Crank your grill up to as hot as it gets. If you can get it to 700F that’s good. Not critical. But it will impress your friends.

Once you get the grill screaming hot sear the steaks. Same technique as normal. But at the end. Not the beginning. Reverse sear. Get it?

One thing before you start. It’s a big one. You have to have an instant read thermometer to do this. You are cooking with the power of science here. But you should have one anyway. It’s really not an option if you want things to work in general.

The steps are simple. Put your steaks out to warm up a bit. Stabilize your grill around 225F. Season your steaks. Toss them on the grill and cook, covered, until you get an internal temperature of about 110. Takes around 10 minutes.

Pull the steaks at this point and tent with foil. Set them aside. Crank your grill. Really crank it. As hot as it goes. Until you are worried it’s going to melt.

Have all your sides ready. At this point you are seconds away from eating. Return the steaks to the grill. Cook them only long enough to colour up. Get some nice grill marks maybe. That’s it.

 

Close-up of sliced reverse sear steak.

 

Check the internal temperature. You want to come in around 5 degrees lower than your final target. If you want medium rare you are going for 125F. It will come up another 3-5 degrees as it rests. Tent with foil and let rest for about 5-10 minutes. And then dig in.

It seems like a lot of work but it really isn’t. In fact, while it does take a bit longer, reverse sear steaks pretty much guarantees that you will nail your steaks every time. Took me a long time to get around to it but I was converted after the first try.

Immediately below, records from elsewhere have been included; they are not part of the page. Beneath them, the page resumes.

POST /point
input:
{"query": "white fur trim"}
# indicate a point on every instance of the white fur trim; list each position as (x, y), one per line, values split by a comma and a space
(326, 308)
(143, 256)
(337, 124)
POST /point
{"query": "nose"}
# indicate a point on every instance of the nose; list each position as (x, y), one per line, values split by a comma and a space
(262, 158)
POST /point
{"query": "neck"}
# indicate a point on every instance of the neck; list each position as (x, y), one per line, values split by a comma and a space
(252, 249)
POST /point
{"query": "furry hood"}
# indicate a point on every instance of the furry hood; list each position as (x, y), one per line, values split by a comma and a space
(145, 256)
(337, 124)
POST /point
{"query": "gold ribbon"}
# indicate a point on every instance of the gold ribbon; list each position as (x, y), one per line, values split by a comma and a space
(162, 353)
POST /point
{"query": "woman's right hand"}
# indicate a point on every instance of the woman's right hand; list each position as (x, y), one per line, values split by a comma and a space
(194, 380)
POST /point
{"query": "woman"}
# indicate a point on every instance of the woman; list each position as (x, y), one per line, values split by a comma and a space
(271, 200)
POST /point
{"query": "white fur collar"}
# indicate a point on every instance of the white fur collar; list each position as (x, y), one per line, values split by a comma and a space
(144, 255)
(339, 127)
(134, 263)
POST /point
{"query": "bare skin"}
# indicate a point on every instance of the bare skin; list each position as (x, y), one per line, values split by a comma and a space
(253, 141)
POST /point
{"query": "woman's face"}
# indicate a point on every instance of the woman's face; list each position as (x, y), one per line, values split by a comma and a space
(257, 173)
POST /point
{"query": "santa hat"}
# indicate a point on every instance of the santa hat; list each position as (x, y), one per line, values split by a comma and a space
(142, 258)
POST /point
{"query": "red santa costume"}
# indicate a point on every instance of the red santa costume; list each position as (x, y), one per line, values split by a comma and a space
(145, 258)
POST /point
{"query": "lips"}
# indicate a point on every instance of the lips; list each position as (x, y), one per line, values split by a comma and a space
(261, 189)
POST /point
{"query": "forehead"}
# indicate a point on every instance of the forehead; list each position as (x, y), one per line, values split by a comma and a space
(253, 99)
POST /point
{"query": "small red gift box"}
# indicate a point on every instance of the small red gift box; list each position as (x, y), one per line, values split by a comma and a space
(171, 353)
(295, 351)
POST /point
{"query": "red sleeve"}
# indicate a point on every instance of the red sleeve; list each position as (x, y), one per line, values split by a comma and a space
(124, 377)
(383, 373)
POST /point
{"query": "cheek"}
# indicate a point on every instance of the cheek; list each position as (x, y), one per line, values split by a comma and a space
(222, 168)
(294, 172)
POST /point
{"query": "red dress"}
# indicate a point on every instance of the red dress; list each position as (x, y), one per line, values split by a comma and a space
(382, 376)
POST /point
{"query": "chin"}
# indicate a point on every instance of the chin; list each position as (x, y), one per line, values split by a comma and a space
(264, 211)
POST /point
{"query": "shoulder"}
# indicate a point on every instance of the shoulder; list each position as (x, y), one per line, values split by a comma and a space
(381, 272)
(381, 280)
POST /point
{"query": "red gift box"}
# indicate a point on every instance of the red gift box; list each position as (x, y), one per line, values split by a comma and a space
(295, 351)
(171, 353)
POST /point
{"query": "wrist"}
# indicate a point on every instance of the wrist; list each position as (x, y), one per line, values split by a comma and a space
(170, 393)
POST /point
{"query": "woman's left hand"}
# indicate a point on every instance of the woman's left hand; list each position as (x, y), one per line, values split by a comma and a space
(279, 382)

It’s counter intuitive but that’s the genius. Reverse sear steaks work. Really, really well.

reverse sear steaks
Prep Time
10 mins
Cook Time
40 mins
Total Time
50 mins
 
Get on the reverse sear steak bandwagon. You won't regret it.
Course: Main
Cuisine: bbq
Servings: 4
Author: glebekitchen
Ingredients
  • 4 Sirloin striploin or rib steaks, one inch thick (or more)
  • Salt
  • Pepper coarsely ground
Instructions
  1. Take your steaks out about an hour before it's time to cook. Let them warm up a bit. Have all your sides prepped.

  2. Pre-heat your grill to 225 to 250F. 

  3. Grill the steaks at 225-250F until an instant read thermometer inserted in the thickest point in the steak reads around 110F. This will take somewhere around 10 minutes so pay attention. Remove the steaks and tent with foil.
  4. Turn the grill up to max. Let it get nice and hot. I did the steak in the picture at somewhere around 600F. 

  5. Once the grill is screaming hot return the steaks to the grill and cook 1 to 2 minutes per side. Time depends on the target temperature. 

  6. When you reach the temperature that corresponds to the guideline below remove the steaks from the grill. Tent with foil and let rest for 5-10 minutes.
Recipe Notes

When you take temperature readings insert the thermometer from the side of the steak. That's good advice for any steak or chop. You can be sure you are in the centre if you come in from the side - coming in from the top or bottom is almost certain to give you an inaccurate read.

 

Check the temperature fearlessly. Poking meat with a temperature probe doesn't let all the juices out of the steak. Cooking meat to too high an internal temperature - that dries it out. It's the science of protein and heat - don't take my word for it - google it.

 

This is the temperature you pull the steaks at.

Rare 125F
Medium Rare 130F
Medium 140F

Final temperature will be around 5 degrees higher after resting. These aren't the "safe" government numbers mind you. They are the numbers that give you steaks that line up with what you are expecting.